Esta novela del Catrín —una sátira picaresca contra los lagartijos, que tan necesitados son de buenos consejos— es una pequeña y bien escrita narración que, al decir de don Guillermo Prieto, “ella sola sería bastante para hacer muy apreciable el nombre de su autor”. Y en verdad, comparada con las otras novelas de Lizardi –sin demeritar la popularidad de El Periquillo Sarniento ni la deliciosa frescura del lenguaje coloquial de La Quijotita y su prima—, la de Don Catrín de la Fachenda viene a ser, desde el punto de vista literario, la más coherente y equilibrada. “Sería yo el hombre más indolente, y me haría acreedor a las execraciones del universo —leemos al comienzo de este libro—, si privara a mis compañeros y amigos de este precioso librito, en cuya composición me he alambicado los sesos, apurando a mis no vulgares talentos, mi vasta erudición y mi estilo sublime y sentencioso.” No son palabras del autor, ni podríamos creer que fuesen las acaso sinceras de un catrín, ese cínico que no alcanza a encubrir su impostura.
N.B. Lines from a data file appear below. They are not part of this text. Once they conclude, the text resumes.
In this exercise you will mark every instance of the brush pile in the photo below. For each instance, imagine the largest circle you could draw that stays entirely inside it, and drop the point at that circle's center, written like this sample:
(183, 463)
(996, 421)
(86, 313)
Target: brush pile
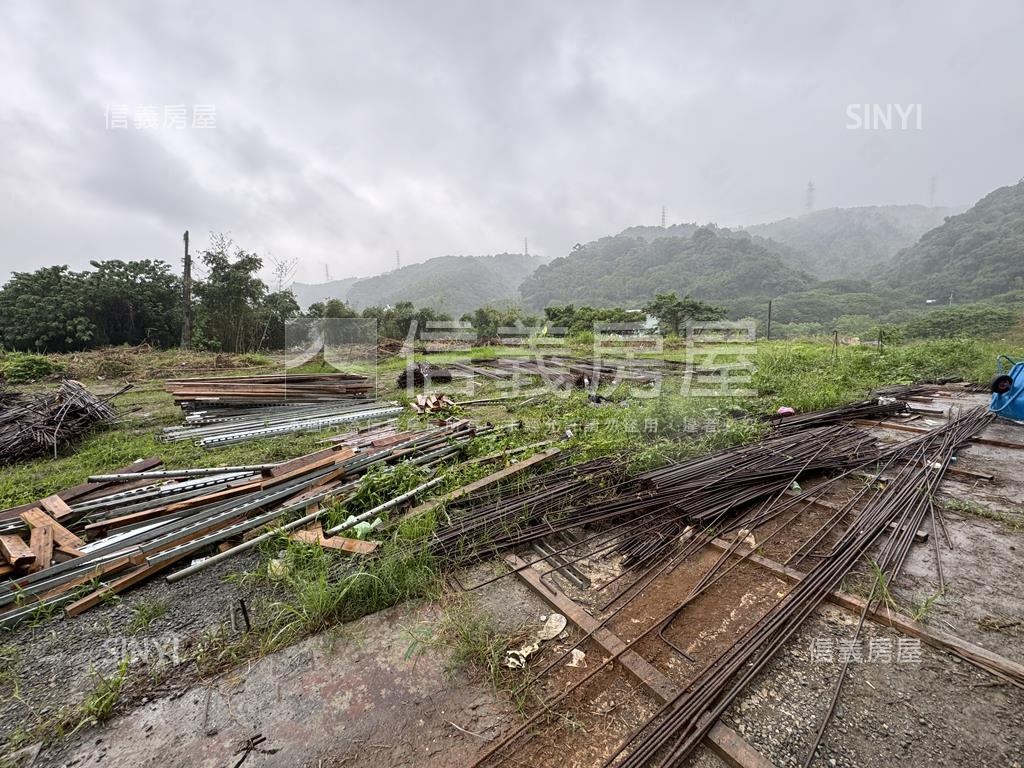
(262, 390)
(37, 424)
(82, 545)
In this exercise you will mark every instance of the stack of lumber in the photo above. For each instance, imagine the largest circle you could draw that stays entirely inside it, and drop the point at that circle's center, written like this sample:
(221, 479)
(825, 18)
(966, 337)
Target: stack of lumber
(124, 527)
(33, 425)
(227, 426)
(271, 389)
(431, 403)
(563, 373)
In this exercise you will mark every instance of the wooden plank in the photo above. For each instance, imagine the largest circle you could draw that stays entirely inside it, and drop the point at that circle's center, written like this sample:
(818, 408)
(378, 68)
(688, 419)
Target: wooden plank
(56, 507)
(41, 541)
(146, 514)
(15, 551)
(922, 430)
(724, 740)
(503, 474)
(81, 492)
(61, 537)
(320, 460)
(129, 580)
(339, 543)
(96, 571)
(1001, 667)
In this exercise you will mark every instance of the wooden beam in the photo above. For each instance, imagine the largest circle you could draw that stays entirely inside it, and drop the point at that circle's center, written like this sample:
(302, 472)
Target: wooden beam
(56, 507)
(61, 537)
(87, 488)
(922, 430)
(502, 474)
(724, 740)
(15, 551)
(985, 659)
(41, 541)
(340, 543)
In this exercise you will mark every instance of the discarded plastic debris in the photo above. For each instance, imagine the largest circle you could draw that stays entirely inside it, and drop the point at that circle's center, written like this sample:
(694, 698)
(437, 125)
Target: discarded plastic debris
(516, 658)
(579, 659)
(552, 628)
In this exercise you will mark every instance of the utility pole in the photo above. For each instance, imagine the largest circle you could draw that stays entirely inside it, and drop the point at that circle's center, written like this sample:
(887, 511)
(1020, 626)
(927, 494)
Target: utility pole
(186, 298)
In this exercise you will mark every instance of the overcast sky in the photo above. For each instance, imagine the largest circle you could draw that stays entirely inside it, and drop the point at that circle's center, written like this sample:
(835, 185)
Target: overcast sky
(339, 132)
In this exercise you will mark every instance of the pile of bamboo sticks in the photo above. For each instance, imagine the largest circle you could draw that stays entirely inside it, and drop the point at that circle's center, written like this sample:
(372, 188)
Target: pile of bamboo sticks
(270, 389)
(33, 425)
(124, 527)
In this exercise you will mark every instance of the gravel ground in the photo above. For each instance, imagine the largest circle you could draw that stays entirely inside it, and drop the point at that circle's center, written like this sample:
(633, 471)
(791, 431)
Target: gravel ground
(938, 711)
(55, 664)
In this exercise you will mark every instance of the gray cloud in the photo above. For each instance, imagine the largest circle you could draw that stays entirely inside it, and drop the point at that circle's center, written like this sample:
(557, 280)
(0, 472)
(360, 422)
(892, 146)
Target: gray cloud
(346, 131)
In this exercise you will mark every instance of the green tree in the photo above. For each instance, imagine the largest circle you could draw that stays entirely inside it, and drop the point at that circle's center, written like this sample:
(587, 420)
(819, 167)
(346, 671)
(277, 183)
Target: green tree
(46, 311)
(229, 297)
(673, 312)
(134, 301)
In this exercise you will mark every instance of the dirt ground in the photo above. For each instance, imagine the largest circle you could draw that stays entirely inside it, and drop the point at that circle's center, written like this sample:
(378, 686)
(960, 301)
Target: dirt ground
(368, 694)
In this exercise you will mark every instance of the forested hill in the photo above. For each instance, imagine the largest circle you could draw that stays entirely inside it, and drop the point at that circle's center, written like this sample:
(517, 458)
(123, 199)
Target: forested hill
(448, 284)
(628, 269)
(308, 293)
(852, 242)
(976, 255)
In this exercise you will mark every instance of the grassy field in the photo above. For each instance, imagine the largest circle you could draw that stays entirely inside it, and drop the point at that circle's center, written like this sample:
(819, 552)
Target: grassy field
(649, 429)
(312, 589)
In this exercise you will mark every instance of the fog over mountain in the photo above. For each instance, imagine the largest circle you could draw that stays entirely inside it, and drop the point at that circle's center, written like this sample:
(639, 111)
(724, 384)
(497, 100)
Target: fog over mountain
(124, 124)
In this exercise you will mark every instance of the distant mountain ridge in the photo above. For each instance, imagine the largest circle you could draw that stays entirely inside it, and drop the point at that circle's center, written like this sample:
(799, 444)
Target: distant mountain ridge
(852, 242)
(628, 269)
(450, 284)
(310, 293)
(976, 255)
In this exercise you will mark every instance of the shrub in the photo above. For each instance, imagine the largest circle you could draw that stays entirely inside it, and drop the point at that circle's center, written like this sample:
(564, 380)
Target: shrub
(18, 368)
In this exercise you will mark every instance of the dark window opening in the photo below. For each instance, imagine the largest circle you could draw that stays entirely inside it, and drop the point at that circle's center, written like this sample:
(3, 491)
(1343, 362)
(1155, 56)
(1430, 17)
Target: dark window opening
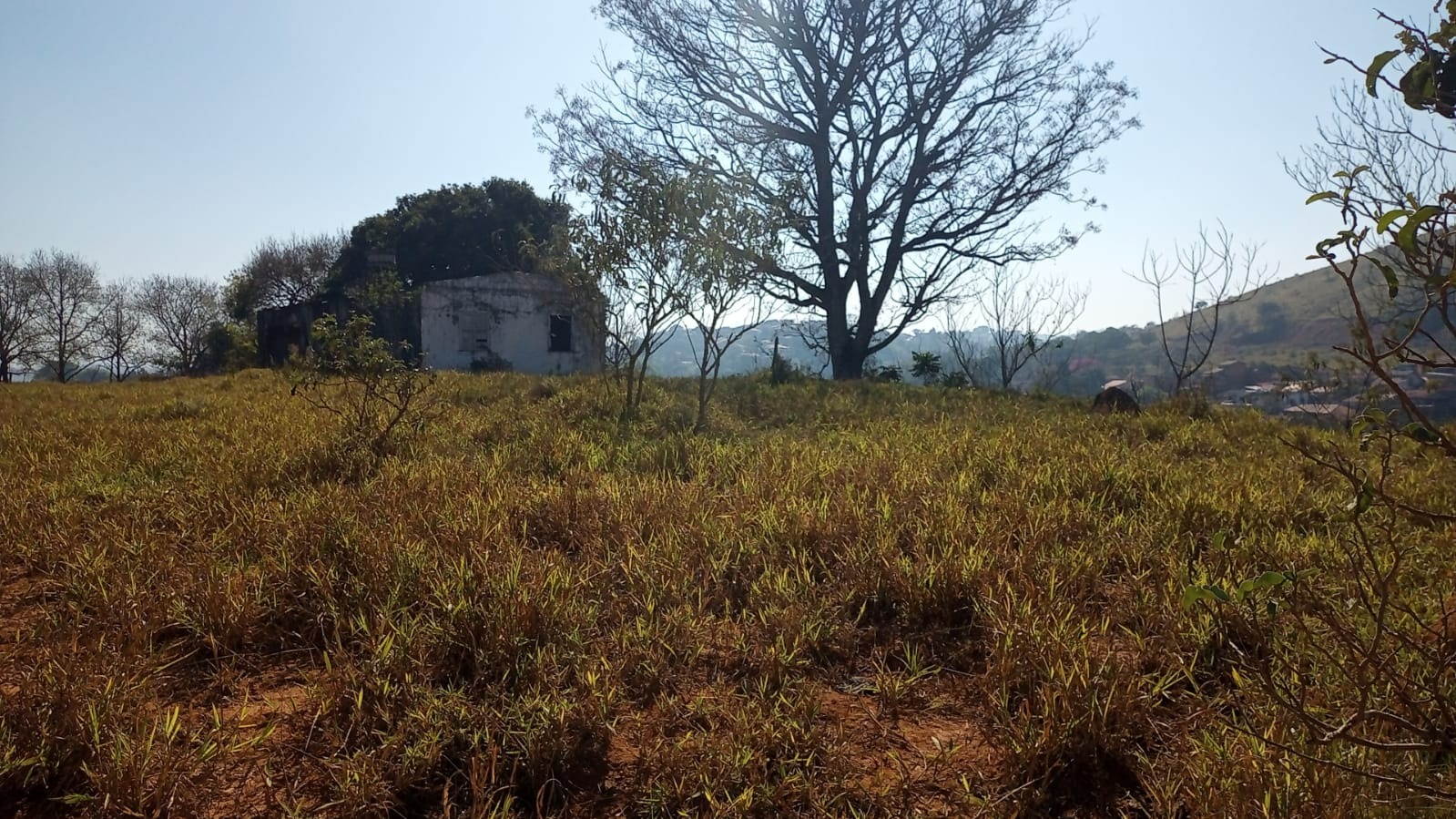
(559, 340)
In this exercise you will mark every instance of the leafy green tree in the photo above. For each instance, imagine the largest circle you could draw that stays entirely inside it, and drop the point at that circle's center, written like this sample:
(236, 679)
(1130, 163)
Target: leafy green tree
(632, 250)
(452, 232)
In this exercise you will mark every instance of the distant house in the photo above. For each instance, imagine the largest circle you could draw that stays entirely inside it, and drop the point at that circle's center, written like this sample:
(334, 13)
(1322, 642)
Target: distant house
(504, 321)
(508, 321)
(1322, 415)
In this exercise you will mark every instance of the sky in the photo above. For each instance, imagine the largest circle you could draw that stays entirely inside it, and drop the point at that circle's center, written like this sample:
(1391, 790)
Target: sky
(172, 136)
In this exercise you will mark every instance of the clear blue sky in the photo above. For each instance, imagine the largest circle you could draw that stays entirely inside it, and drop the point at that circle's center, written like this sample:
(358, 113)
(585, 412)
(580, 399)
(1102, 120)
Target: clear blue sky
(172, 136)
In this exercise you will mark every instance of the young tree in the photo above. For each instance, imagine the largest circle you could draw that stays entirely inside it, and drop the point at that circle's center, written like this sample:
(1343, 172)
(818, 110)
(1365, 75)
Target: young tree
(1356, 658)
(1027, 316)
(1206, 277)
(119, 331)
(899, 143)
(17, 325)
(718, 284)
(184, 313)
(67, 311)
(632, 250)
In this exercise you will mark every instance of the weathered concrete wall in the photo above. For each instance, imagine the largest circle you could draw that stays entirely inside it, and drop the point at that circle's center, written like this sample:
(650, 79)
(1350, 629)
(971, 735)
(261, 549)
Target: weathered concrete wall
(504, 321)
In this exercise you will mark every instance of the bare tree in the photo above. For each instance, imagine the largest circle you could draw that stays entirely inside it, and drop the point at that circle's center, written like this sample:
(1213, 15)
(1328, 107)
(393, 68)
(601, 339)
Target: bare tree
(67, 311)
(1205, 277)
(182, 312)
(900, 145)
(1027, 316)
(17, 325)
(119, 331)
(967, 350)
(281, 272)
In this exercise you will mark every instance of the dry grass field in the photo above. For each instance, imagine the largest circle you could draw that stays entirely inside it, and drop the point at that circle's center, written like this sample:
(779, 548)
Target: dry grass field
(845, 600)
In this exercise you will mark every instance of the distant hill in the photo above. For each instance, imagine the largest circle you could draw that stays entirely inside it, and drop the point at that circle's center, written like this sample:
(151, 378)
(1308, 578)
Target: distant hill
(1278, 327)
Éste es el relato puro y simple de un personaje, uno de los que mejor representan, a nuestros ojos, la disolución de un orden cuyo mundo estaba a punto de derrumbarse. El soberano de su miseria y de su jactancia parodia al dómine y subvierte al moralista, mientras que el escritor, que ha asumido estos papeles, dota a su personaje de un discurso que lo hará célebre a costa de sus goces y sufrimientos.